George Eliot [Mary Ann Evans], 1819-80, English novelist Quotes
It is, I fear, but a vain show of fulfilling the heathen precept, "Know thyself," and too often leads to a self-estimate which will subsist in the absence of that fruit by which alone the quality of the tree is made evident.
Sir Joshua would have been glad to take her portrait; and he would have had an easier task than the historian at least in this, that he would not have had to represent the truth of change -- only to give stability to one beautiful moment.
Here undoubtedly lies the chief poetic energy: -- in the force of imagination that pierces or exalts the solid fact, instead of floating among cloud-pictures.
There is much pain that is quite noiseless; and vibrations that make human agonies are often a mere whisper in the roar of hurrying existence. There are glances of hatred that stab and raise no cry of murder; robberies that leave man or woman forever beggared of peace and joy, yet kept secret by the sufferer -- committed to no sound except that of low moans in the night, seen in no writing except that made on the face by the slow months of suppressed anguish and early morning tears.

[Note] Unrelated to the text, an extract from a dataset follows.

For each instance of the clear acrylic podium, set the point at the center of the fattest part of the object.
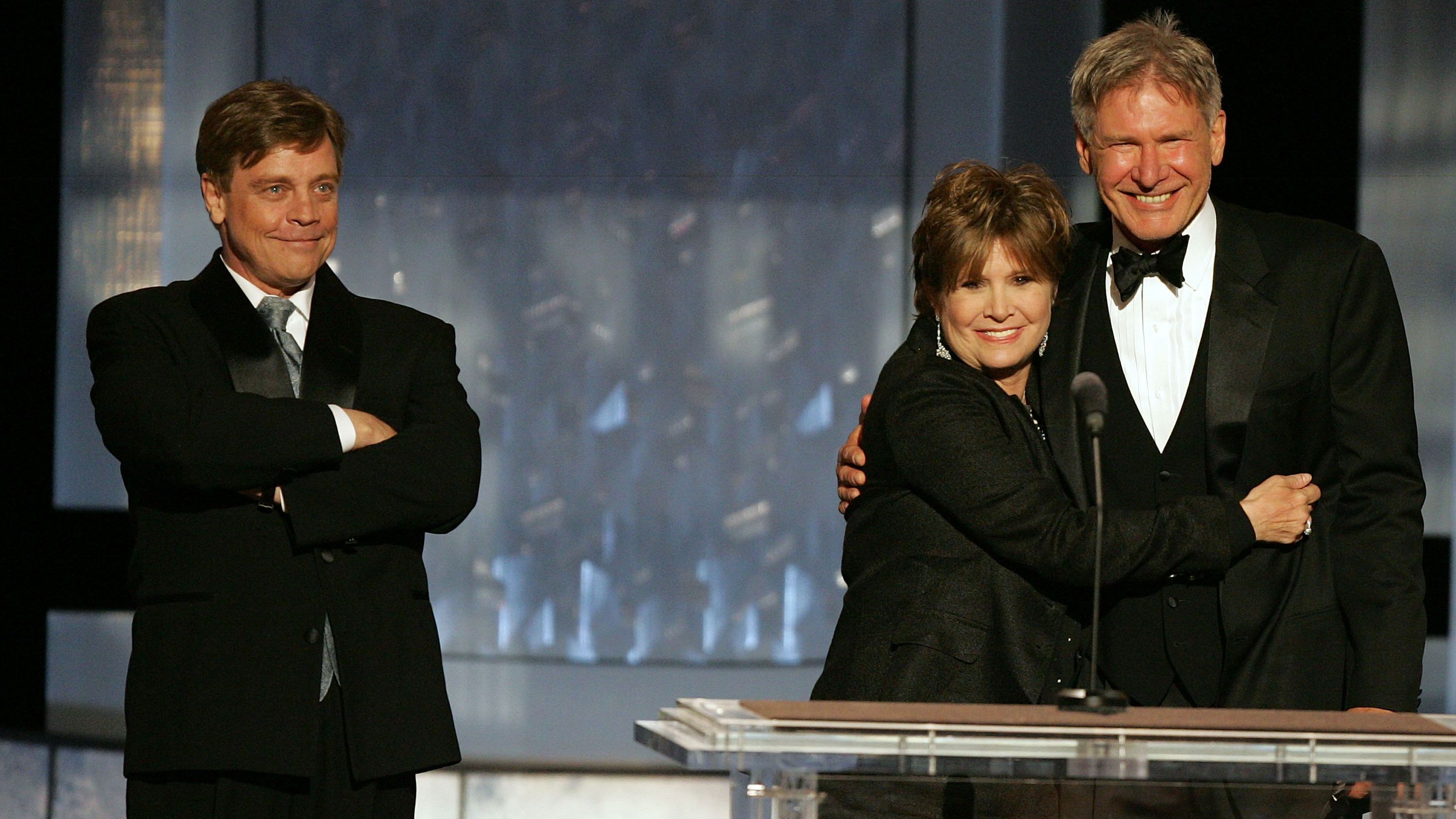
(779, 754)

Many an inherited sorrow that has marred a life has been breathed into no human ear.
Errors look so very ugly in persons of small means -- one feels they are taking quite a liberty in going astray; whereas people of fortune may naturally indulge in a few delinquencies.
Better a false belief than no belief at all.
The first condition of human goodness is something to love; the second, something to revere.
But is it what we love, or how we love, that makes true good?
Might, could, would -- they are contemptible auxiliaries.
For what we call illusions are often, in truth, a wider vision of past and present realities -- a willing movement of a man's soul with the larger sweep of the world's forces -- a movement towards a more assured end than the chances of a single life.